Assuming I have the table as you showed but called "fm".
use DBI;
use strict;
use warnings;
use Data::Dumper;
use JSON::XS;
my $h = DBI->connect('dbi:ODBC:xxx', 'xxx', 'xxx');
my $r = $h->selectall_arrayref(q/select company, col1, col2, col3 from fm/);
print Dumper($r);
my @to_encode;
foreach my $row (@$r) {
my $hash;
$hash->{name} = shift @$row;
$hash->{data} = $row;
push @to_encode, $hash;
}
my $js = encode_json(\@to_encode);
print Dumper($js);
outputs:
$VAR1 = [
[
'comp1',
'1',
'2',
'3'
],
[
'comp2',
'4',
'5',
'6'
],
[
'comp3',
'7',
'8',
'9'
]
];
$VAR1 = '[{"name":"comp1","data":["1","2","3"]},{"name":"comp2","data":["4","5","6"]},{"name":"comp3","data":["7","8","9"]}]';
EDIT: re-read your example and I think this is really what you want:
use DBI;
use strict;
use warnings;
use Data::Dumper;
use JSON::XS;
my $h = DBI->connect('dbi:ODBC:baugi', 'sa', 'easysoft');
my $s = $h->prepare(q/select col1, col2, col3 from fm/);
$s->execute;
my $cols = $s->{NAME};
my @data;
for (my $n = 0; $n < scalar(@$cols); $n++) {
push @data, {name => $cols->[$n], data => []};
}
while (my @row = $s->fetchrow) {
for (my $n = 0; $n < scalar(@$cols); $n++) {
push @{$data[$n]->{data}}, shift @row;
}
}
my $js = encode_json(\@data);
print Dumper($js);
$VAR1 = '[{"name":"col1","data":["1","4","7"]},{"name":"col2","data":["2","5","8"]},{"name":"col3","data":["3","6","9"]}]';
There are probably much more elegant ways of doing it and simplifying the Perl work with better SQL but it is early and I've not had my first coffee yet.
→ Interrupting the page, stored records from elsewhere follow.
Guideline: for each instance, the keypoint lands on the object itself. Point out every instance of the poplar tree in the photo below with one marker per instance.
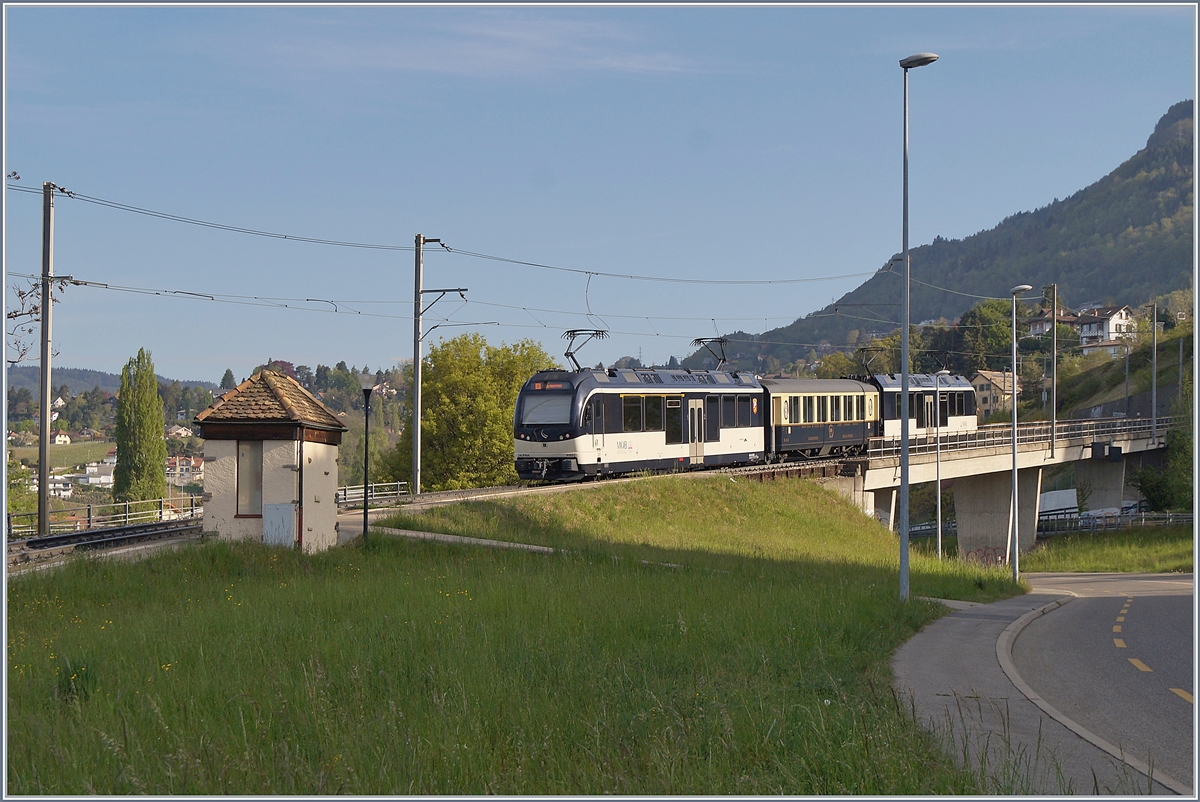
(141, 471)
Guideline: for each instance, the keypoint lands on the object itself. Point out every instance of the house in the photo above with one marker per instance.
(270, 465)
(1105, 324)
(994, 391)
(185, 470)
(1042, 322)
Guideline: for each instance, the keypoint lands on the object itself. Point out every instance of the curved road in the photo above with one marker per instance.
(1119, 660)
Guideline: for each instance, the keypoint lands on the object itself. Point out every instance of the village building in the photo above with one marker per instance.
(994, 391)
(270, 464)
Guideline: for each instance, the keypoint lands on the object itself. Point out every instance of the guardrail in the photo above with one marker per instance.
(384, 491)
(1001, 435)
(102, 516)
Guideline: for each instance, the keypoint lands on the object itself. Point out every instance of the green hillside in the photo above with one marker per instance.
(1126, 238)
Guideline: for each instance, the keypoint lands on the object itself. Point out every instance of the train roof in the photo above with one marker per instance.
(813, 385)
(922, 381)
(643, 378)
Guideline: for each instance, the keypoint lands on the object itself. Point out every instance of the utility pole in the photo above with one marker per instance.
(43, 446)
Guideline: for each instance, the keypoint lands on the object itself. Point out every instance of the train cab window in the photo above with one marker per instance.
(631, 413)
(654, 413)
(673, 422)
(744, 411)
(712, 418)
(729, 411)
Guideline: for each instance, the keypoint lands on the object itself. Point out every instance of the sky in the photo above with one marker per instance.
(743, 165)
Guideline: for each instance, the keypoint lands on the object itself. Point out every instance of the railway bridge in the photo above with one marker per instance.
(981, 462)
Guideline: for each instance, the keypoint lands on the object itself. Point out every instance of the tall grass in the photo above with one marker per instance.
(1150, 549)
(414, 668)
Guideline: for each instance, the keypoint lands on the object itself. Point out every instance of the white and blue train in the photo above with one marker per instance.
(592, 423)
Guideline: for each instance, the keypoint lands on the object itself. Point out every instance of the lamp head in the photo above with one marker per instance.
(918, 60)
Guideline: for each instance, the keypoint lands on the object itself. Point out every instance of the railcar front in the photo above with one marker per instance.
(592, 423)
(815, 418)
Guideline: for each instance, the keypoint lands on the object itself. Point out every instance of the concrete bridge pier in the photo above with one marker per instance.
(983, 506)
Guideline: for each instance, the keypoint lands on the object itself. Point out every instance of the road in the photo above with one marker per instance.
(1119, 662)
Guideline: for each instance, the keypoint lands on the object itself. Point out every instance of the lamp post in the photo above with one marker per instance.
(366, 381)
(912, 61)
(937, 394)
(1014, 552)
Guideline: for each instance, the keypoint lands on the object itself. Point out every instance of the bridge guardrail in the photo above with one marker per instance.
(99, 516)
(383, 491)
(1001, 435)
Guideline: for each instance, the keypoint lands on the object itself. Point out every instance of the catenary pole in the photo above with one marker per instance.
(43, 443)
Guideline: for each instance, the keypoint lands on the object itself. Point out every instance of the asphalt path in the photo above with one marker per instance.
(1119, 660)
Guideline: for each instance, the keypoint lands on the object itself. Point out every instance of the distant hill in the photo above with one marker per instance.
(78, 379)
(1126, 238)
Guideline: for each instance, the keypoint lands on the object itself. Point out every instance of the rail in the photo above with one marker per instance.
(1001, 435)
(352, 495)
(102, 516)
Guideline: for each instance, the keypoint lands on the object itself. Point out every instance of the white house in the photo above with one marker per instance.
(270, 464)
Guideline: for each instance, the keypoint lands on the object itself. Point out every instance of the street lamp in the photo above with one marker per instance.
(912, 61)
(937, 393)
(366, 381)
(1014, 554)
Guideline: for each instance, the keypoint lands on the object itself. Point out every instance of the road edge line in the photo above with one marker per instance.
(1005, 656)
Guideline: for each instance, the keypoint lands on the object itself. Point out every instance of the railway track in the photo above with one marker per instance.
(36, 551)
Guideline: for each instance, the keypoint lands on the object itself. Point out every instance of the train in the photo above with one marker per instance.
(591, 423)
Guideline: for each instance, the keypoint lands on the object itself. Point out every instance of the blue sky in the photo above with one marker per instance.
(684, 143)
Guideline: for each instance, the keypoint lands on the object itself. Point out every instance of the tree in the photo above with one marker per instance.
(468, 391)
(141, 471)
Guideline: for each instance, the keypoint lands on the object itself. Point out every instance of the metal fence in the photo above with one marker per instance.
(378, 492)
(99, 516)
(1001, 435)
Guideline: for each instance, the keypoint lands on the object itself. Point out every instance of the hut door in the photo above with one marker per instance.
(280, 525)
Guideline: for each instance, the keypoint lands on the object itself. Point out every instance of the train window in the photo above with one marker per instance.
(713, 418)
(631, 413)
(546, 408)
(613, 414)
(654, 413)
(673, 422)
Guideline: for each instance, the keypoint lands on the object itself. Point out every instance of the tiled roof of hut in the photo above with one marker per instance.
(270, 396)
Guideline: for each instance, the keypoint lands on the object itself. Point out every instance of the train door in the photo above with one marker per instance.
(593, 424)
(696, 431)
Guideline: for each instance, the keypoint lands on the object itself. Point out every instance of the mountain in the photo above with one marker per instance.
(78, 379)
(1126, 238)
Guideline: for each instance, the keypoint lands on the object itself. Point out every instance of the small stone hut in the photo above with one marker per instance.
(270, 464)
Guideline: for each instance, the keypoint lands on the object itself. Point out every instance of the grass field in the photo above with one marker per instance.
(67, 456)
(1151, 549)
(700, 638)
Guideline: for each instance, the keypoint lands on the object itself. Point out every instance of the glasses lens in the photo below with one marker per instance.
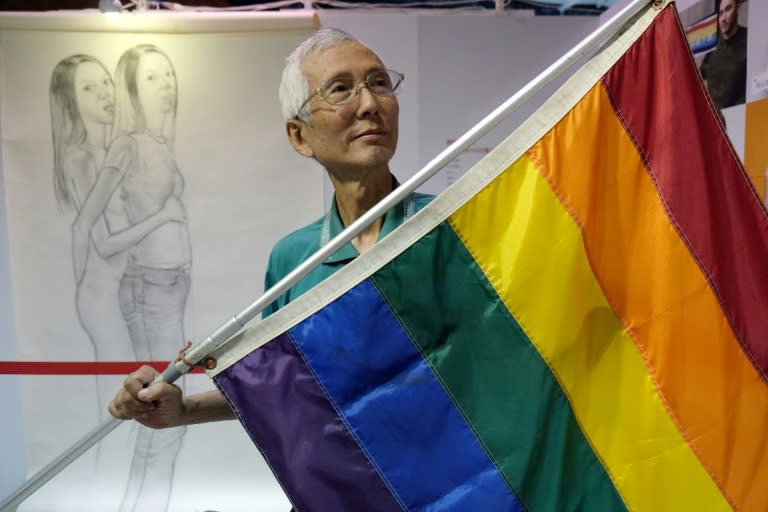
(380, 83)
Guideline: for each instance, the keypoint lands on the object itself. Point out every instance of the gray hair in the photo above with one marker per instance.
(294, 86)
As you point out the numbers look like strings in the encoded JSON. That is because your JSON module (well JSON::XS anyway) uses something like sv_POK on the scalars to try and guess whether they are numbers or strings and most DBD modules bind all columns as strings and set the returned scalar with sv_setpv. It is annoying but you will need to add 0 to each number before calling encode_json OR:
By sheer chance I just happen to be changing DBD::ODBC so it will bind integers as integers - see Major changes to column binding in Perl DBD::ODBC
With DBD::Oracle you can bind the columns as SQL_INTEGER add the DiscardString attribute e.g.,
$s->prepare(q/select company,col1,col2,col3 from mytable);
$s->execute;
$s->bind_col(2, undef, {TYPE => SQL_INTEGER, DiscardString => 1});
# repeat for col2 and col3
$r = $s->fetchall_arrayref
I believe some other DBDs already bind integers as integers - may be DBD::Pg.